Your third major research area is statistical physics, in which you also completed your doctorate. What do you deal with in it?
When we look at a material or a liquid, like water in a glass, physics has very good models, depending on how closely you look at the material under the microscope. There is the superfine quantum theoretical level, the molecular level as well as the thermodynamic level, which looks at the state of aggregation. These different levels of description must be transferable into each other.
I start at the interface between the microscopic molecular level and the macroscopic thermodynamic level. When I heat the water in the glass, a phase transition takes place.
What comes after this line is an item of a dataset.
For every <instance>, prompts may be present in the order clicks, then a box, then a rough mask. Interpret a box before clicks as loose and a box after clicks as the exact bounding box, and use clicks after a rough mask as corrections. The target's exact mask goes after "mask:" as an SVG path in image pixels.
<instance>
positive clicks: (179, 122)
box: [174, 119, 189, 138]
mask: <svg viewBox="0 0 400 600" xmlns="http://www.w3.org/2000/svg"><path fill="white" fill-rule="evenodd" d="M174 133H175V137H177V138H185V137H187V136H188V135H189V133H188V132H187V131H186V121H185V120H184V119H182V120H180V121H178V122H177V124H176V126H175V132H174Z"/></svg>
The water evaporates. The fact that the water abruptly changes its aggregate state must result from the interaction of the molecules. Because the molecules are so complex, these phenomena are also explained with probability theory. For decades, this mathematical modelling has been established for solid structures in which the molecules are in fixed locations. An example of this is the magnetisation of metal. I am a specialist for systems where the locations of the molecules are random, like in liquids.
What role does science communication play in your work?
I have been quite active in recent years with lectures for a non-scientific audience, for example at the “Day of Mathematics” or at the “Night of the Sciences” in Berlin. We mathematicians often have the problem that our research is not so easy to communicate. As an applied mathematician, I am in the situation that in my research I deal with many things that can be described quite well. And since that is very close to my heart, I would like to continue doing that in the future.
What constitutes good teaching for you?
Good teaching has many aspects: I want to engage people and would like to contribute to closing the gender gap, which is a big issue in mathematics. Good teaching creates the bridge to pick up students and inspire them, but also to prepare them for a degree and a professional career. As mathematicians, we have the chance to train a mindset. That you name prerequisites clearly and make the conclusions transparent. Mathematics is also a school of thought. Mathematicians are definitely in demand as graduates because a certain attitude and way of thinking is associated with the subject.
In a few weeks, the lecture period for the 2022 summer semester will begin. What would you like to pass on to the students?
I would like the students not to be deterred by the general conditions in the pandemic, but to keep in mind what they would like to do. That they start the maths lectures with an open mind, that they let themselves be surprised and inspired by the objects I present to them in my lectures. That they are open to the beauty of theory and its application.